Within the past month, The Floridian has done multiple stories on the introduction of fentanyl to American society and the effects that it has had.
From the amount of lives it has claimed to how it has affected how we look at the border crisis, one fact doesn’t change: Fentanyl is one of the leading causes of death in the United States today.
However, the Florida Senators, Sen. Marco Rubio (R-FL), Sen. Rick Scott (R-FL) and others have introduced the Felony Murder for Deadly Fentanyl Distribution Act, which makes it possible for a dealer of the fatal drug to be sentenced for the equivalent of a felony murder.
Sen. Rubio mentioned in Fox News op-ed that “the government must heighten legal penalties for selling fentanyl. At this point, no dealer or government official can plead ignorance of this drug’s lethality.
That’s why I’m introducing a bill that would make the sale of fentanyl eligible to be charged as felony murder when it inevitably kills the user. Turning that bill into law would just be common sense.” He would also state in his press release regarding the introduction of the bill that “Fentanyl is killing Americans at a record high.
This deadly drug is widespread throughout our country and has left no community untouched. This bill would make drug dealers pay the price for selling deadly fentanyl.”
Not only did Rick Scott agree that the dealers of the drug need to receive harsher sentences, but that President Joe Biden (D) shares some of the blame as well.
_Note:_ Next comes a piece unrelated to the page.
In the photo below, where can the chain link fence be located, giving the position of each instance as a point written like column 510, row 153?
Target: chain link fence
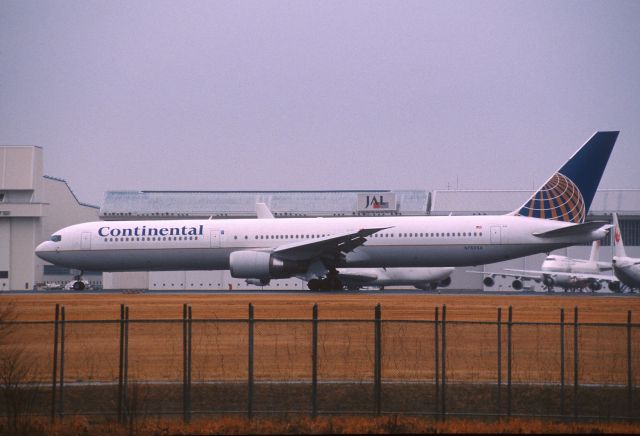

“People who knowingly distribute lethal fentanyl deserve the strictest sentence possible. For too long, people have suffered addiction and death because of this evil drug that is pouring across Joe Biden’s open southern border,” said Sen. Scott. “Fentanyl has skyrocketed to the number one killer of young people, and to put an end to this crisis, strong actions must be taken. I am proud to join Senator Rubio in standing up for victims of this crisis, and urge the immediate passage of this critically important bill.”
Recently, law enforcement in various communities have found rainbow-colored drugs laced with fentanyl meant to look like candy and possibly target kids. Last year, over 100,000 people in America died of drug overdose with many of those fatalities coming from fentanyl.